The program will work with the Hong Kong Organic Resource Centre on a training course in organic certification.
Wong said multiple courses and technical training will equip students with a variety of competitiveness in industries related to agriculture, food, environment and animal protection.
He believes there's a demand for agricultural education in Hong Kong. Although the local agriculture and fisheries industry does not make a significant contribution to the GDP, it still plays a role in the city's food market with its unique advantages, he said.
“Hong Kong has developed a thriving urban organic agriculture. Local agricultural production not only meets part of the local demand for fresh vegetables, stabilizing food supply, but also guarantees food safety under a series of strict food detection,” said Wong.
Alan Wong Chi-kong, former director of agriculture, fisheries and conservation, said the course will give young people more career choices.
"Modern agriculture is not merely about farming and harvesting, it's also about branding and marketing," he said.

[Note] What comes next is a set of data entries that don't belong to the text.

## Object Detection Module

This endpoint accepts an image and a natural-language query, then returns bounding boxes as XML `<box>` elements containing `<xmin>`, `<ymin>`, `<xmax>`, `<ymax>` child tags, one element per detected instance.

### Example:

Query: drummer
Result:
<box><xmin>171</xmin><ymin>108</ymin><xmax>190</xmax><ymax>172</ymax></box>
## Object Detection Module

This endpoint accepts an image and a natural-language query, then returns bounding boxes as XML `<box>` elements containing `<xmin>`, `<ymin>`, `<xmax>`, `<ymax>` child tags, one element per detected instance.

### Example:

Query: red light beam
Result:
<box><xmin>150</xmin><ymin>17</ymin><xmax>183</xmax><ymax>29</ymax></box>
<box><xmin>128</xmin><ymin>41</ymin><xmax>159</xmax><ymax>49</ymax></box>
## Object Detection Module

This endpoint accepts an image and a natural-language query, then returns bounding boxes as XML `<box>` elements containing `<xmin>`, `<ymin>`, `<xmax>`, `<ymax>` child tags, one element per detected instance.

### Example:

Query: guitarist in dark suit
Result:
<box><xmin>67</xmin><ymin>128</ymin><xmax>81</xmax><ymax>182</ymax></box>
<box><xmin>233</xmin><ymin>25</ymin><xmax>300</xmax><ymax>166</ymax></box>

Many Hong Kong farms are trying to develop an enterprise-like operation model that requires people to engage in agriculture to understand management and the market, he added.
Hong Kong, as a cosmopolitan city with little farming tradition, had only 7 square kilometers out of the territory's 1,106 sq km of land area farmed last year. About 4,300 farmers, or about 0.11 percent of the city’s workforce, were engaged in agriculture, according to the latest annual report by the Agriculture, Fisheries and Conservation Department.
Jonathan Wong said the program will help implement the New Agriculture Policy introduced in 2016, which promotes organic agriculture as a sustainable option. The policy was mentioned in Chief Executive Carrie Lam Cheng Yuet-ngor’s 2018 Policy Address, in which she said the government will support farmers in adding value to their products through, among other things, marketing of products and brand building, with HK$500 million in funds.
The policy also proposes to stimulate agriculture-related leisure and educational activities, which HKBU’s program also plans to cover. Also to be included into the curriculum will be agricultural risk management and sustainable development-related courses, according to Jonathan Wong.